Objects in the Rear View Mirror....

       Ten years ago I awoke on a Tuesday morning in my dorm room at Eastern. It was to be a typical day filled with a class I didn't like and one that I really did. Nothing special at all.
       Over my bed was a wall sized cork board. Like you do in college I had covered that obtusely offensive brown with a swatch of cloth to make it more "manly" in my room. Posters of movies dominated the rest of the wall space; framed and hung with care to look like I really did care about the small room that I would call home for the next year of scholasticism. Affixed to that deep navy and electric blue fabric I had haphazardly pinned a number of pics I had in a collage of past events and life in general. When I woke up, just like I did every other day, I gave a quick glance to some of the pics. But then something new happened.
       Once my sleep weary eyes were again back to 20/20 I focused on one picture. Nothing special drew me to this pic. It didn't have any bright colors or eye catching beauty to it. It was pretty plane. Just a picture of myself facing the camera while a metropolitan sea of urban landscape in the distance composed my backdrop.

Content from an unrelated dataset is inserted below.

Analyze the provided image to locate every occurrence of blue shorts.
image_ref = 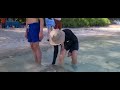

The memory that this singular picture brought about filled my brain of such a good trip and time had in my past  years before I found myself at this particular point in time. It was just a good time to have my picture taken.
      I stared at that photo for an uncharacteristically long time. When I should have been already into my daily routine of prepping for the day I was strangely transfixed on this captured moment in time. The simplistic nature of the photo kept bringing forth new things to look at and new memory flashes. It just made me stop and smile that pic. The one of me facing my fear of heights by standing on the roof of the tallest building I had ever been on. The very roof of the north tower of the World Trade Center in NYC. It was a good picture. But I had to get ready for my class so I started to get dressed and flipped on the TV.
      And there was the tower in all its glory. Except smoke was engulfing right where I would have been standing.
      On the first glance I thought it was a news story about the anniversary of the bombing in the tower from a few years back. Then I heard Matt Lauer on the Today show just talking about an accident. I didn't really get what had happened so I just assumed it was a fire in the building. Again I stood transfixed by the coincidence that I was just looking at my pic. And then a small white blip entered the screen. That's the moment things became different.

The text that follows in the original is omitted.